# Abendroth Brothers stove



## DonB (Nov 2, 2013)

Hey everyone,
Just doing alittle research for my father in law. He has a Abendroth Brothers stove I believe it's called Bertha. We were wondering if anyone has any details about the company and maybe even this specific stove.  It also has the number 25 on the top of the stove. 
Thanks in advance


----------



## BrotherBart (Nov 2, 2013)

Kinda looks like the Alice. Here is a book of pics and stuff about their stoves.

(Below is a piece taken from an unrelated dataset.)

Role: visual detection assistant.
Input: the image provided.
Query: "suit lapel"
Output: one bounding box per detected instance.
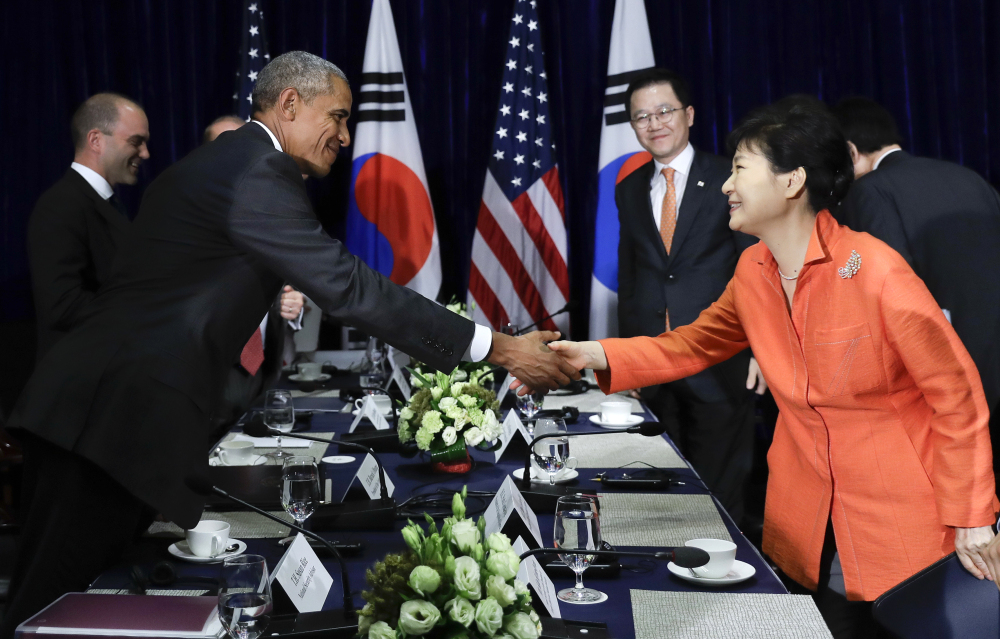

https://ia601808.us.archive.org/19/...sOfEveryDescription/AbendrothBrothers0002.PDF


----------



## BrotherBart (Nov 2, 2013)

Be sure to scroll down to the price list.


----------



## DonB (Nov 3, 2013)

I found a catalog that has the Bertha in it. It doesn't look exactly the same but similar. Is there any place I could look for a date stamp?
Thanks for the info it already has helped.


----------



## begreen (Nov 3, 2013)

Inspect all around the stove inside and outside including underneath with a mirror and look for a casting date.


----------



## Motor7 (Nov 3, 2013)

That is one intricate looking stove...neat.


----------



## fbelec (Nov 4, 2013)

beautiful stoves. i can't even imagine what a stove like those with all their detail would sell for today.


----------